Here's What You Need to Remember: The Russian planes flew over the Barents Sea north of the Kola Peninsula before turning south into the so-called Greenland-Iceland-United Kingdom Gap, a maritime chokepoint in the North Atlantic.
Russian submarines are deploying farther, in greater numbers, than at any time since the end of the Cold War. The undersea surge has prompted NATO to initiate a surge of its own, launching large numbers of maritime patrol planes to find, track and practice sinking the Russian boats.
But there’s evidence Russia is doing the same thing, sending its own patrol planes farther south than they normally fly.
The escalating deployments point to growing readiness for war on both sides.
British and Norwegian Typhoon and F-16 fighter jets scrambled two times in late February 2020 to intercept pairs of Tu-142 patrol planes belonging to Russia’s Northern Fleet after the Tu-142s flew farther south than normal and approaches Norwegian air space.
“These Russian aircraft operate relatively routinely over the seas north of Norway,” Maj. Brynjar Stordal, a spokesperson for the Norwegian armed forces, told The Barents Observer. “It is not common that they fly as far south as they did this week.”
The Russian planes flew over the Barents Sea north of the Kola Peninsula before turning south into the so-called Greenland-Iceland-United Kingdom Gap, a maritime chokepoint in the North Atlantic.
“Breaking through the GIUK gap in a potential conflict would be important for the Russian navy when establishing the ‘bastion defense’ concept, protecting the ballistic missile submarines patrolling in the Barents Sea and Arctic Ocean,” The Barents Observer explained.

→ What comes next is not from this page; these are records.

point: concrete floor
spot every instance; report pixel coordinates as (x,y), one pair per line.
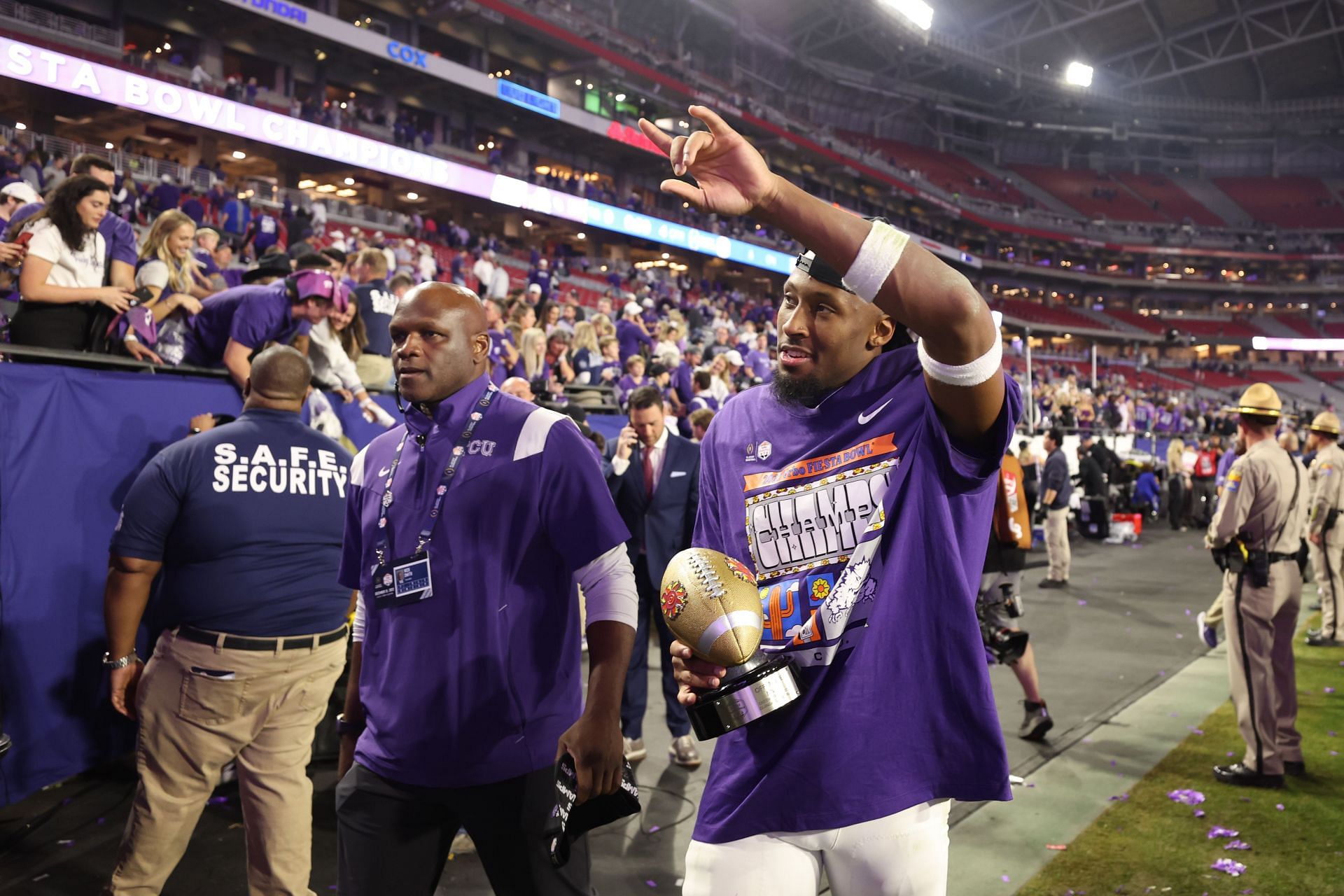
(1110,650)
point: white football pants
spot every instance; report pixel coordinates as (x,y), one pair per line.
(902,855)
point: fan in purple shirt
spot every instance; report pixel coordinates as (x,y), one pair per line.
(859,485)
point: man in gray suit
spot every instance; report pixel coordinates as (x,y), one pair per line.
(655,481)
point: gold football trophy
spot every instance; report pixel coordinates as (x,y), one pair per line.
(711,603)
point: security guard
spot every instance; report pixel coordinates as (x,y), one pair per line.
(1324,532)
(244,527)
(1256,536)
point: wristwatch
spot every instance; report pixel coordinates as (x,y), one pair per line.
(120,663)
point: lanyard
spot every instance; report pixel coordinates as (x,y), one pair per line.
(454,458)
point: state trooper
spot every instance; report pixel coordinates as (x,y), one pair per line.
(1257,539)
(1323,530)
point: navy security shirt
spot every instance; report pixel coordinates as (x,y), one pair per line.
(377,305)
(248,520)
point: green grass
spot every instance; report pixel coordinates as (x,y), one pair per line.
(1154,846)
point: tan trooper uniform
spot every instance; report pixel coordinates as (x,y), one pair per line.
(1326,482)
(1259,503)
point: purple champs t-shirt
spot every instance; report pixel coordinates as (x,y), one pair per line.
(476,682)
(248,315)
(897,707)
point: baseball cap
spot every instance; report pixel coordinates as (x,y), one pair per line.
(316,284)
(22,191)
(273,265)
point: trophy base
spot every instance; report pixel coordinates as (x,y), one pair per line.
(750,691)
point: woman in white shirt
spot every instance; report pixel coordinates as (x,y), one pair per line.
(62,276)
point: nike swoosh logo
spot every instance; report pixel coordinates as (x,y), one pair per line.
(866,418)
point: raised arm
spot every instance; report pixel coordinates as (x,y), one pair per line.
(904,280)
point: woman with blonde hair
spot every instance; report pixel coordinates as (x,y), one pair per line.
(1176,484)
(531,349)
(166,265)
(585,354)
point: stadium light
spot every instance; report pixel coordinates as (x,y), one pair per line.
(917,11)
(1078,74)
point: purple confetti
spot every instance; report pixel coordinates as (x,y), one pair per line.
(1189,797)
(1228,867)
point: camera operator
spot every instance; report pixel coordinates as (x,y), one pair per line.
(1257,539)
(999,602)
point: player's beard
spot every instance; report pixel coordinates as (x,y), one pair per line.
(797,390)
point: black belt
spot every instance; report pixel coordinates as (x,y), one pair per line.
(238,643)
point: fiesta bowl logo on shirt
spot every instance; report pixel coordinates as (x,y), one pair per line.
(815,524)
(673,601)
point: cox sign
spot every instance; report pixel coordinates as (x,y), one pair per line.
(410,55)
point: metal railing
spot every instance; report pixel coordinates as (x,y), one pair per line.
(65,26)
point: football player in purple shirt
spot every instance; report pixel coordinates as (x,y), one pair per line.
(860,488)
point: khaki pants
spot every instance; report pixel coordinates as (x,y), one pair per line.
(1260,664)
(192,724)
(1057,543)
(1326,568)
(374,371)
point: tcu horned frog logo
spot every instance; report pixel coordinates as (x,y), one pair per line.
(673,599)
(737,568)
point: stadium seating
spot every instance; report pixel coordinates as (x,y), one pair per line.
(948,171)
(1038,314)
(1172,202)
(1287,202)
(1142,321)
(1075,188)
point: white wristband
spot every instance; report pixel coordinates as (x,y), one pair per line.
(878,255)
(965,375)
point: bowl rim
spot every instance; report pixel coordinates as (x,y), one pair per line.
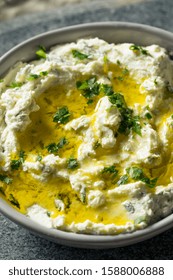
(78,239)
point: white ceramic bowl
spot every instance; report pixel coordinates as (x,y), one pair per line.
(112,32)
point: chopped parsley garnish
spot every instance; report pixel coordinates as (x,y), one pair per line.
(62,115)
(54,148)
(137,173)
(89,88)
(128,121)
(123,180)
(110,170)
(5,179)
(79,55)
(15,85)
(16,163)
(90,101)
(125,71)
(155,81)
(118,62)
(43,73)
(41,52)
(138,49)
(96,145)
(72,163)
(39,158)
(14,201)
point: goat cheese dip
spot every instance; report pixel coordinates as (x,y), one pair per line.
(86,137)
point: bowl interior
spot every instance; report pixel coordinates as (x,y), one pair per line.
(112,32)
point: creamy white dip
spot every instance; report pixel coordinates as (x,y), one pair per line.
(86,137)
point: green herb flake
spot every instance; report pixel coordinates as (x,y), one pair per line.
(5,179)
(90,101)
(125,71)
(118,62)
(96,145)
(105,59)
(72,163)
(62,115)
(14,201)
(155,81)
(128,121)
(89,88)
(138,49)
(41,52)
(148,116)
(15,85)
(43,73)
(54,148)
(79,55)
(110,170)
(123,180)
(120,78)
(16,163)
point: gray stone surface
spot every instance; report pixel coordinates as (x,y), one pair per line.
(16,242)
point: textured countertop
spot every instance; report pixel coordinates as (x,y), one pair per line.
(17,243)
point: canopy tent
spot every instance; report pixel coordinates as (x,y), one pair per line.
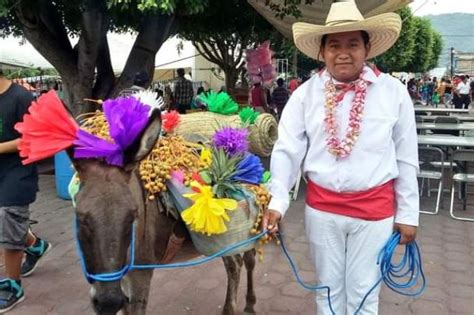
(317,12)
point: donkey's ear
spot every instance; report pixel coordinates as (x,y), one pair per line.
(145,142)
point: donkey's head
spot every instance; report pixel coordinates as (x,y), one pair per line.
(106,211)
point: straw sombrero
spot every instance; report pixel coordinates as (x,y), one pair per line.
(383,29)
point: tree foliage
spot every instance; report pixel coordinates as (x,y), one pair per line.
(417,49)
(398,57)
(223,32)
(86,67)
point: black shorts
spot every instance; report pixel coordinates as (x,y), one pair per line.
(14,225)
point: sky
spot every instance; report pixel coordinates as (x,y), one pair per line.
(425,7)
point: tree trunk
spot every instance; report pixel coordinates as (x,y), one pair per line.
(89,61)
(295,63)
(231,76)
(154,31)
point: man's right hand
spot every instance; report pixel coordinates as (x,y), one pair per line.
(271,219)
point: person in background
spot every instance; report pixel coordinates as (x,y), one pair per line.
(471,86)
(139,83)
(448,93)
(431,88)
(197,102)
(169,100)
(352,129)
(442,90)
(183,92)
(293,85)
(18,187)
(160,99)
(258,98)
(280,96)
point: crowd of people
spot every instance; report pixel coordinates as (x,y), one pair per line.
(457,92)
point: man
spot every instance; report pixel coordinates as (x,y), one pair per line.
(462,92)
(139,82)
(280,96)
(183,92)
(355,130)
(18,187)
(293,85)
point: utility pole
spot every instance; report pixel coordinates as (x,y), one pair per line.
(452,52)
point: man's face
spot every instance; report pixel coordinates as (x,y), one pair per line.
(344,55)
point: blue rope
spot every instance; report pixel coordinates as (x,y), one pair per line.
(410,266)
(117,275)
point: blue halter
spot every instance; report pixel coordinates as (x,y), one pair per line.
(118,275)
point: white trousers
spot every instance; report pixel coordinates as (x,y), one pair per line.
(344,252)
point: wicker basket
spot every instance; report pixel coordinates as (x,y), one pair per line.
(239,227)
(263,133)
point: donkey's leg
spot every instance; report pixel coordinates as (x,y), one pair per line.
(136,286)
(233,265)
(250,298)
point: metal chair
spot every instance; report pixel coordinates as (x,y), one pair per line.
(426,156)
(446,120)
(463,157)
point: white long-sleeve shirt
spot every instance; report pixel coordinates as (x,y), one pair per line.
(386,148)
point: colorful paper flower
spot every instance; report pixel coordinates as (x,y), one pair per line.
(232,140)
(248,115)
(170,121)
(46,129)
(207,215)
(126,117)
(249,170)
(206,157)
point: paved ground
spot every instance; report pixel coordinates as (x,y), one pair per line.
(58,287)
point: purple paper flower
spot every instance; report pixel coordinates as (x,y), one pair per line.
(232,140)
(127,117)
(249,170)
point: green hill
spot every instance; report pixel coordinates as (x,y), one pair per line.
(457,30)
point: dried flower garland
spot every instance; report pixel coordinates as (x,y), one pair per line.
(343,148)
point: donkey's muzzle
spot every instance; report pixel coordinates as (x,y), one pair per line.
(108,302)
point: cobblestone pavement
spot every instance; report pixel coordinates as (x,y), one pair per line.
(58,287)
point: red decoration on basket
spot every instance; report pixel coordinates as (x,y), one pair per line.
(46,130)
(170,121)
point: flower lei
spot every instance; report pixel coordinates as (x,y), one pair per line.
(342,148)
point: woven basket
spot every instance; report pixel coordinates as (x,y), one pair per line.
(263,133)
(239,227)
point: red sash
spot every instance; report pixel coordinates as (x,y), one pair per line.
(373,204)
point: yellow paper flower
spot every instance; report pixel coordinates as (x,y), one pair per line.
(207,214)
(206,156)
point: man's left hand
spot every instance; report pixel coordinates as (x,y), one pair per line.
(407,232)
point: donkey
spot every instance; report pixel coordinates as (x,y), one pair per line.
(111,200)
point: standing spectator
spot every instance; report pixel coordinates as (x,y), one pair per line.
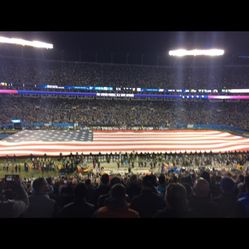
(103,187)
(176,202)
(244,200)
(13,207)
(201,205)
(41,206)
(117,206)
(227,201)
(149,201)
(79,207)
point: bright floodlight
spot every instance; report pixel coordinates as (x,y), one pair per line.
(196,52)
(17,41)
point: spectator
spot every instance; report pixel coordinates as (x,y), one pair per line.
(14,206)
(149,201)
(103,198)
(244,200)
(227,201)
(176,202)
(41,206)
(80,207)
(117,206)
(201,204)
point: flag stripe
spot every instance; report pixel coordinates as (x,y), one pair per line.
(128,141)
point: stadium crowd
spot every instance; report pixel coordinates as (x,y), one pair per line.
(201,192)
(122,113)
(34,71)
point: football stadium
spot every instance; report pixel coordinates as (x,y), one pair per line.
(124,134)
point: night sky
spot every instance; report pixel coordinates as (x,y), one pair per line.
(136,43)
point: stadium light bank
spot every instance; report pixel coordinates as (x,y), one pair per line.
(22,42)
(196,52)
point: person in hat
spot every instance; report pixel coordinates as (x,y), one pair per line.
(117,206)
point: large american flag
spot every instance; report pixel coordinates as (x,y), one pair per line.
(53,143)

The Tu-142 flights coincided with the beginning of a major NATO exercise in Norway. Exercise Cold Response involved 15,000 alliance troops from nine countries.
“We have experienced in the past that allied exercise activities in out neighborhoods has led to some increased activity from Russian surveillance capacities like this,” Stordal said.
NATO isn’t alone in staging large-scale war games. The Russian navy in mid-October 2019 sortied eight subs in the country’s biggest undersea exercise since the Cold War.
The eight submarines, including six nuclear-powered ships, sailed from their bases in northern Russia into the cold waters of the Barents and Norwegian Seas. At the same time, an additional two boats -- the nuclear-powered Sierra-class attack submarines Pskov and Nizhny Novgorod -- sailed into roughly the same waters for tests and training.
The 10 vessels represent around 20 percent of the Russian submarine force. For comparison, the U.S. Pacific Fleet with its roughly 30 subs as recently as 2013 reliably could deploy eight boats on short notice.
More than a dozen NATO patrol planes flew back-to-back missions in order to find and track Moscow’s submarines. Amatuer plane-spotters using commercial software kept tabs on the planes’ transponders.
It’s unclear how many NATO submarines also joined the hunt for the Russian boats.
Between Oct. 25 and Nov. 7, 2019, the NATO planes flew more than 40 missions. Six Norwegian air force P-3s, four U.S. Navy P-8s and a Canadian air force CP-140 flew from Andoya in Norway. At least one additional P-8 flew from Keflavik in Iceland. A French navy Atlantic 2 patroller staged from Prestwick airport in Scotland.
Russian submarines also have extended their patrols across the Atlantic to the U.S. East Coast. In response, the U.S. fleet in March 2020 is doing something it hasn’t done in decades. Practicing to protect convoys.
“The Navy is exercising a contested cross-Atlantic convoy operation for the first time since the end of the Cold War, using a carrier strike group to pave the way for sealift ships with a cruiser escort to bring the Army ground equipment for the Defender-20 exercise,” USNI News reported.
The nuclear-powered supercarrier USS Eisenhower is leading the current convoy exercise. “The Ike, along with an unidentified submarine sweeping the depths of the ocean for unexpected Russian guests, is participating in an exercise that will throw simulated attacks at the convoy to stress test how prepared the Navy is to punch its way across the Atlantic,” Breaking Defense explained.
But NATO isn’t the only one preparing for undersea warfare, as the spike in Russian aerial patrols indicate.